A mes yeux, “l’âge des possibles” – comme l’exprime très bien le titre d’un film de Pascale Ferran – se cristallise entre quinze et vingt ans. C’est le temps où tout se constitue et où le présent est vécu avec une grande intensité. L’amour entre Rebecca [Nina Meurisse], et Vincent [Cyril Descours] est immédiat et fusionnel. Je ne voulais surtout pas d’une histoire toxique ou misérabiliste: les deux jeunes amants sont des êtres libres, qui assument leurs actes. Ils ne sont jamais des victimes.
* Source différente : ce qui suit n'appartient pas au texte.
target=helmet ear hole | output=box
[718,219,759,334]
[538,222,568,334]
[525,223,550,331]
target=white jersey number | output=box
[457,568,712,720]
L’histoire de Rebecca et Vincent progresse en parallèle de l’enquête menée par deux policiers incarnés par Emmanuelle Devos et Gilbert Melki…
Le film est construit sur deux trames narratives qui s’entremêlent. D’un côté, il y a l’enquête des flics qui s’étale sur sept ou huit jours – donc une durée plutôt compacte, sur le mode de la chronique – et, de l’autre, la romance des jeunes, qui s’inscrit dans une structure plus dramatique, émaillée de péripéties et de beaucoup d’ellipses. L’entrelacs de ces deux strates crée une certaine tension. Dès le début, on se demande ce qui s’est passé. Pourquoi ce corps retrouvé dans le Rhône? Qu’est devenue Rebecca? L’apport successif d’informations est supplanté par ce que ressentent les enquêteurs face à leurs découvertes.

Nina Meurisse, qui incarne Rebecca dans Complices, joue dans deux de vos courts métrages. Avez-vous écrit ce rôle pour elle?
Pas exactement, mais quand j’ai décidé d’implanter le film dans le milieu de la prostitution, il était évident que Rebecca devait être incarnée par une actrice qui insuffle une pulsion de vie, quelque chose de lumineux et de solaire. Une personnalité froide et morbide, pas plus qu’une beauté gothique ou évanescente ne m’intéressaient.

Vous avez aussi retrouvé Emmanuelle Devos, qui jouait dans Le créneau. Qu’est-ce qui vous a incité à lui proposer le rôle l’inspecteur Mangin?
Pendant le tournage de ce court métrage, l’écriture de Complices était déjà avancée et le profil des personnages relativement défini. J’avais évidemment envie de retravailler avec elle et je lui ai offert le rôle de la policière. L’idée de casser l’image convenue de la femme flic virile en blouson cuir me plaisait bien, et le personnage de l’inspecteur Mangin s’en démarque radicalement.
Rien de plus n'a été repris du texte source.